# Gym's in Tallaght or near



## familyvalues (27 Nov 2007)

I have moved into Tallaght and am looking for a gym for me my partner and 2 children, I have alot of weight to lose and an looking at doing fitness as part of my weight program, my partner wants to tone up and use a pool alot and my kids love swimming, I have looked a Tallaght Leisure Centre and have been quoted @ €975 for the 2 of us and €70 for the first child and €50 for the 2nd. Is this a good price? I have never been to a gym before my partner was a member of curves but wasnt keen on it. I am looking for any help anyone can offer with regards to wheres is the best 
many thanks 
familyvalues


----------



## monkeyboy (27 Nov 2007)

[broken link removed]

Irish gyms reviewed by the people that use them........


----------



## Sue Ellen (27 Nov 2007)

Hi,

Welcome to AAM.

A friend joined Carlisle and finds it excellent.  You could give them a ring as they are regularly doing deals according to Ben (those very annoying ads on radio).  Don't think they have a web site.  It is in Kimmage though and not Tallaght.

There's a previous thread here

 has this on it.  There are some previous threads on West Park but nothing interesting really.  I heard a while ago that it can be very busy and hard to get onto machines at times but this could probably apply to most of them.

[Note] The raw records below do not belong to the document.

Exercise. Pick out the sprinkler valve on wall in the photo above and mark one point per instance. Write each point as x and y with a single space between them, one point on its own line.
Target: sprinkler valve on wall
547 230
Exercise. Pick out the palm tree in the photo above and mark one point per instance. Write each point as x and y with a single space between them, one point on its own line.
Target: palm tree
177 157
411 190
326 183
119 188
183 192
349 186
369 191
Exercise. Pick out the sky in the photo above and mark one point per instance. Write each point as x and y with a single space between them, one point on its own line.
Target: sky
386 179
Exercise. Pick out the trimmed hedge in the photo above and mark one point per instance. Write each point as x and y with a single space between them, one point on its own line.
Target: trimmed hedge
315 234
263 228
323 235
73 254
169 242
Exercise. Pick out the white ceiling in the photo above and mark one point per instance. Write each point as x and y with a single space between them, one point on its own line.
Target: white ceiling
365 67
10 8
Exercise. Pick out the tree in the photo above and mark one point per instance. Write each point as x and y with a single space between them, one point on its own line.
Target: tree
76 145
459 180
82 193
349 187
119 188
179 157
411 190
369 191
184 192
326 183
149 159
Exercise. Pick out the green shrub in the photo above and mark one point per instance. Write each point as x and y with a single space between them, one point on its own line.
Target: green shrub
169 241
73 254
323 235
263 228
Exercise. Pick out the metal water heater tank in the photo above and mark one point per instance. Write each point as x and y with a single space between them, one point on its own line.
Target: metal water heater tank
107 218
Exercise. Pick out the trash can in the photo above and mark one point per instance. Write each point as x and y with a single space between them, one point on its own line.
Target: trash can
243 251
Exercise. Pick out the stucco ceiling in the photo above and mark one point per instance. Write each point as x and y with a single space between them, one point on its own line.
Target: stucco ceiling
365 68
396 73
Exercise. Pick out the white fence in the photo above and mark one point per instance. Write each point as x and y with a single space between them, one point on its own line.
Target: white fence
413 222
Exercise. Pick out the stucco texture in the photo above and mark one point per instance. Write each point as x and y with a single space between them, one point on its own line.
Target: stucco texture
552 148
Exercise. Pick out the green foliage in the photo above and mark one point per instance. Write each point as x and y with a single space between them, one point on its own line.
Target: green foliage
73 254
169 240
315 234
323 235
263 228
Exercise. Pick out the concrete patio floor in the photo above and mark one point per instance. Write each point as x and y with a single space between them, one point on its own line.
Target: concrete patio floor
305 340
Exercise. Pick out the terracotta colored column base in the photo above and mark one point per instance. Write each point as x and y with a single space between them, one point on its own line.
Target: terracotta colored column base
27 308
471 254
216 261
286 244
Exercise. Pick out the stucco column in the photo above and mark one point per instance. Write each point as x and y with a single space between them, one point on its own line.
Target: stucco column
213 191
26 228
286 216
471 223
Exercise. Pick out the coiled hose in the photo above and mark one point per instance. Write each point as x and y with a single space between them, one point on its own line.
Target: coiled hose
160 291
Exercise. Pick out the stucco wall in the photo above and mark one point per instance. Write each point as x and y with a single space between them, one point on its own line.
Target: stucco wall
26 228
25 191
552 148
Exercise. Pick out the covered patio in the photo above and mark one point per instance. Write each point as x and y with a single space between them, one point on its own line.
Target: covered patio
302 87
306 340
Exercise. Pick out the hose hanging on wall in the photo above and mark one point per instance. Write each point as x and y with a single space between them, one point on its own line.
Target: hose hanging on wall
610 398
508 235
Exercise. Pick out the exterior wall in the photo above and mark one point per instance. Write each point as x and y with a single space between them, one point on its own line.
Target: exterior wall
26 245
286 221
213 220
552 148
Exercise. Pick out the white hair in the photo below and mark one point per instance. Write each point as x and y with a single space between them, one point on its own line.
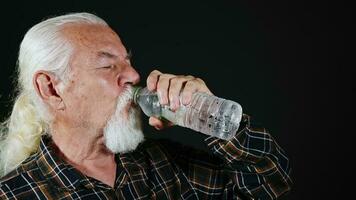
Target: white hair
44 47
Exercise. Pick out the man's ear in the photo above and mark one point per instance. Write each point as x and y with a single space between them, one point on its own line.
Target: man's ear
46 85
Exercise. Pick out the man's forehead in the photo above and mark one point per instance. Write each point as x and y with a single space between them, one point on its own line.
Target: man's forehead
87 34
100 40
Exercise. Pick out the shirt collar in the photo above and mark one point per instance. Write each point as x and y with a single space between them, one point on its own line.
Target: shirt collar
58 171
67 177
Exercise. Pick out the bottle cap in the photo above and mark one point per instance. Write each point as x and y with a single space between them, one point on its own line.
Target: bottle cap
136 90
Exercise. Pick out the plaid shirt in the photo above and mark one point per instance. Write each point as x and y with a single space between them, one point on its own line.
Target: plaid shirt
250 166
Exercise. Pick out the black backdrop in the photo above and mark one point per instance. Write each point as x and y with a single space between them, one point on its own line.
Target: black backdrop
283 61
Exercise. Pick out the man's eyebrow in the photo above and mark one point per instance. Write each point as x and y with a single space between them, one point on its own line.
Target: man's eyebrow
105 54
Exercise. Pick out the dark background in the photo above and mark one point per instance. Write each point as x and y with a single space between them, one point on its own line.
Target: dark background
283 61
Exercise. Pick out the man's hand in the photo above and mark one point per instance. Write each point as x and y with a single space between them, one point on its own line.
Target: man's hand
173 90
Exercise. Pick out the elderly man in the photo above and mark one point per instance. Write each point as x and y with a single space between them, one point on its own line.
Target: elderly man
74 132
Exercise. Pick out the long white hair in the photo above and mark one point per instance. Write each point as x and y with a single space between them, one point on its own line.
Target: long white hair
43 48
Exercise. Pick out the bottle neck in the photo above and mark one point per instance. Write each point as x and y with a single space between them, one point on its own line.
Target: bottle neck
136 91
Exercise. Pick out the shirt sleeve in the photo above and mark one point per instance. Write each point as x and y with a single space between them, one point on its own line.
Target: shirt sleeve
249 166
256 164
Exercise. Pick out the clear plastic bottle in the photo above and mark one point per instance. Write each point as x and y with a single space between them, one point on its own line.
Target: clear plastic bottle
207 114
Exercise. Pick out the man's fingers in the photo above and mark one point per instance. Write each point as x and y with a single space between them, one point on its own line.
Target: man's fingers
192 86
152 80
159 124
176 85
163 85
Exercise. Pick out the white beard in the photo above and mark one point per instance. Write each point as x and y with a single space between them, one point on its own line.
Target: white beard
123 133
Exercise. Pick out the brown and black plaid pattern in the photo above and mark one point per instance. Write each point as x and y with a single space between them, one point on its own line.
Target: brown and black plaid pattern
250 166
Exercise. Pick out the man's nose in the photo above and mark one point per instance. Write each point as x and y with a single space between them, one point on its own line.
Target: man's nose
129 76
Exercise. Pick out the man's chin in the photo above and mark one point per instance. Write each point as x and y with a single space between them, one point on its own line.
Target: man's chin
124 135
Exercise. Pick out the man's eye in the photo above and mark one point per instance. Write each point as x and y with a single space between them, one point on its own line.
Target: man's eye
109 67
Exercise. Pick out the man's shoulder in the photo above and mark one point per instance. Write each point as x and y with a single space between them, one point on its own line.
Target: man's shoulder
178 152
26 174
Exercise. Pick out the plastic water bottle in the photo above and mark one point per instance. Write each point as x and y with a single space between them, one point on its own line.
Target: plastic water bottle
205 113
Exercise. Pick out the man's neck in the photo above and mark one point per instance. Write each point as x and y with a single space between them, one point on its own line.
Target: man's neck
86 151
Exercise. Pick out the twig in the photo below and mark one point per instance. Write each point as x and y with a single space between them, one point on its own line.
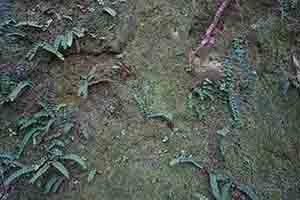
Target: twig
211 29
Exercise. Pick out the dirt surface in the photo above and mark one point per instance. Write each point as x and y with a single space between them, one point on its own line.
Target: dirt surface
152 40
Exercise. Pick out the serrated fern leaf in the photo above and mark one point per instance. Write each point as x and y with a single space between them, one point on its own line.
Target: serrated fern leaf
60 167
214 186
69 38
57 185
52 50
92 175
39 173
25 140
226 192
18 90
249 191
55 143
17 174
75 158
50 184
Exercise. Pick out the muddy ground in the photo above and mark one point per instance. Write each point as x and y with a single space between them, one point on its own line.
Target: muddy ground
130 152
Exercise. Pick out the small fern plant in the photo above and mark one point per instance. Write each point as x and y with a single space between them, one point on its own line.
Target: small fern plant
10 89
62 42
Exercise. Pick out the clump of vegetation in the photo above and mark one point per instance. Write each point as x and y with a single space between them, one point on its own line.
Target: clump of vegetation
11 88
46 132
222 186
62 42
226 89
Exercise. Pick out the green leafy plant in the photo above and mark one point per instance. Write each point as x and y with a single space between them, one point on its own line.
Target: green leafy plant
49 131
86 81
222 186
10 89
62 42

Saw this the other day with the bit about advice on joining gyms.

These  might help also.

As family membership would be expensive and you mention that you don't have much experience with them it might be best if you test it out with one  membership first.  So many people waste their money on this.


----------



## sapmanie (28 Nov 2007)

A brand new gym - Arena Fitness - has opened up in the Tower hotel, in Tallaght. A sign outside says the first 500 members are free or something like that.
Joining fee: n/a
Monthly: €50
Annual: €575


----------



## shkyler (28 Nov 2007)

Thats mad because when I rang up Arena they told me €725 for me plus €50 joining fee!
I rang every gym in Tallaght and they are all coming on at that. We joined Citywest and it was €960 for the two of us - love it and they are doing it up at the minute very nice facilities! Dont know how much extra it is for children though.


----------



## Mers1 (28 Nov 2007)

Citywest its the best apparently in the area.  I loved it when I was a member great facilities especially the pool.  They do negotiate deals as well so give them a call.


----------



## Ciaraella (28 Nov 2007)

Carlisle is great for adults but i was a member for a year and rarely saw children there. I think it is intended to be more of a gym for adults. The swimming pool and leisure centre beside Tallaght Community School might be a good idea. I think you pay as you go rather than signing up for a year. The gym would be smaller than carlisle or Westpark but they have a good variety of exercise classes and aqua aerobics which i found quite good fun! A bit more kid friendly too.


----------